Four Virunga rangers hold rope snares, which can pose serious threats to young gorillas unfortunate enough to get caught in them.

Amid growing violence in the eastern areas of the Democratic Republic of the Congo, the Zoo Atlanta-based Dian Fossey Gorilla Fund International has pulled back most of its researchers and support staff in the region.

Although a $1 million donation in March by media mogul and philanthropist Ted Turner allowed the group to expand its conservation efforts in the Congo, the foundation has temporarily halted jungle expeditions and sent home its local trackers due to the presence of rebel fighters in the area.

“It’s become terribly difficult in the area [since May],” Erika Archibald, the communications director for the Fossey Fund, told GlobalAtlanta. “It’s basically fallen back into civil war.”

Dr. Archibald said the group did not know when it would resume full operations in eastern Congo, although recent indications from the official Congolese military make her think it may soon become safe again. 

In response to a noted spike of violence in the area, the U.S. State Department announced July 21 it suspended $200,000 worth of military aid to Rwanda amid allegations that the country has been supporting Congolese rebels in eastern DRC, including members of the violent March 23 or M23 Movement.

A splinter organization of the former political militia group National Congress for the Defence of the People, which merged March 23, 2009, with the Congolese government, M23 has reportedly taken hold of several towns in the North Kivu Province, including Rumangabo.

A small mountain village, Rumangabo is also the location of Congo’s Virunga National Park, the oldest of its kind in Africa and home to more than a quarter of the world’s endangered mountain gorilla population.

While the Fossey Fund has decided to temporarily withdraw from the mission funded by Mr. Turner, some in Virunga have vowed to stay put. 

“If they don’t want that money anymore, maybe we should let Ted [Turner] know that we do,” LuAnne Cadd, communications officer for the Virunga National Park in the DRC, told GlobalAtlanta by email from the area.

“We work here, and we’re not going anywhere, even with our headquarters in the middle of a battlefield right now,” Ms. Cadd continued.

However, non-essential staff have been forced to evacuate the park four times since April, although militia forces have allowed rangers to temporarily return to get a census of gorillas still remaining in the area, Ms Cadd said. The park was scheduled to relaunch its gorilla-monitoring operations July 24, but a flair-up of fighting has delayed the mission.

“You don’t come to Congo without knowing there are risks,” Ms. Cadd said. “That goes for both organizations and individuals. Many groups know there’s a job that needs to be done, and they do it despite the dangers, although all have plans in place to avoid injury or death to their staff as much as possible.”

Local organizations like HEAL Africa, a Congolese-led nonprofit dedicated to public health and women’s empowerment, have seen both direct and indirect impacts of the fighting on international work in the area.

There’s a correlation between fighting and increases in the amount of people they treat for grievous wounds, gender-based violence and general trauma, said Bridget Nolan, the HEAL Africa’s director of communications and partnership development.

“I’d say the fighting there hugely affects our work,” Ms.
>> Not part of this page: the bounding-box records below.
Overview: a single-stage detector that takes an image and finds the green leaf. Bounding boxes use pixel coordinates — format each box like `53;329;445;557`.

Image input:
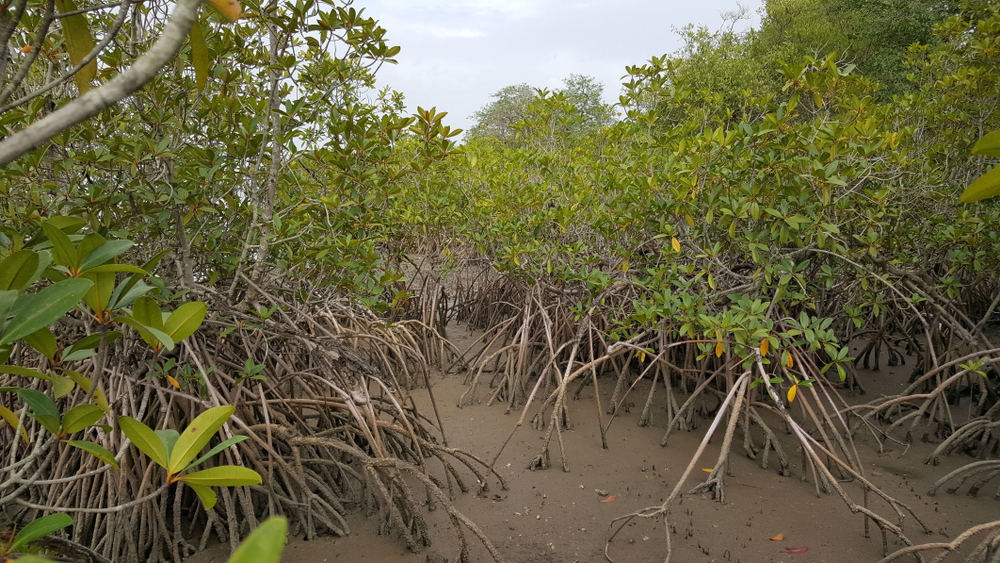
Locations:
156;428;181;460
56;0;97;95
81;266;115;313
22;327;59;361
0;405;31;444
42;221;80;269
179;465;260;487
17;389;59;434
184;436;249;471
111;280;155;309
0;289;17;330
961;166;1000;203
185;483;216;510
10;514;73;551
0;279;93;345
132;296;163;330
972;130;1000;156
80;240;134;270
188;21;211;92
45;215;87;235
111;248;171;309
62;405;104;434
229;516;288;563
167;406;236;475
163;301;208;342
146;326;175;350
66;440;119;469
208;0;241;22
0;250;38;291
118;416;167;468
49;374;76;399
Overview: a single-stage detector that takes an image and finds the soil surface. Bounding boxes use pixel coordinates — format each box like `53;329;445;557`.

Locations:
188;326;1000;563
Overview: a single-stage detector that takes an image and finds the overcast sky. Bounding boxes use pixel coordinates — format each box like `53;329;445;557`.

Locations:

Nolan said. “And not only does it negatively affect the quality of life for the people there, but it also harms the environment and animals.”
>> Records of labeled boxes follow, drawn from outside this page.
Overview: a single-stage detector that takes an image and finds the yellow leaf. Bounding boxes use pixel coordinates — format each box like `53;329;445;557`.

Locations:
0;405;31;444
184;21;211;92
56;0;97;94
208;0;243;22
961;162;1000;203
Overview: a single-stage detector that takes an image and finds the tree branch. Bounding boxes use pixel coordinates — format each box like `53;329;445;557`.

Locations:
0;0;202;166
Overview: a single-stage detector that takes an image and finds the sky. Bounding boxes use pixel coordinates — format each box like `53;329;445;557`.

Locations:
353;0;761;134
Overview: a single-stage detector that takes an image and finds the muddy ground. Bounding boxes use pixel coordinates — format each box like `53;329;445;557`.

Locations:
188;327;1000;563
The withdrawal of the Fossey Fund from the DRC comes at a time when the organization has seen some progress in its research of young gorillas.

For the first time ever, field staff of the Fossey Fund announced last week they observed several young gorillas dismantling traps set by poachers in Rwanda.

Although adult gorillas have been observed dismantling traps in the past, the reported sighting last week represents an important demonstration of “impressive cognitive skill” among younger gorillas, said Veronica Vecellio, gorilla program coordinator at the foundation’s Karisoke Research Center in Rwanda, in a news release.

Since the beginning of the year, three gorillas monitored by the group have been caught in traps, one fatally. The group monitors about 120 gorillas in Rwanda or about one-third of the total gorillas in the area.

Founded in 1978 as the Digit Fund in memory of Dian Fossey’s favorite gorilla, Digit, the renamed Dian Fossey Gorilla Fund International operates the Karisoke Research Center in Rwanda.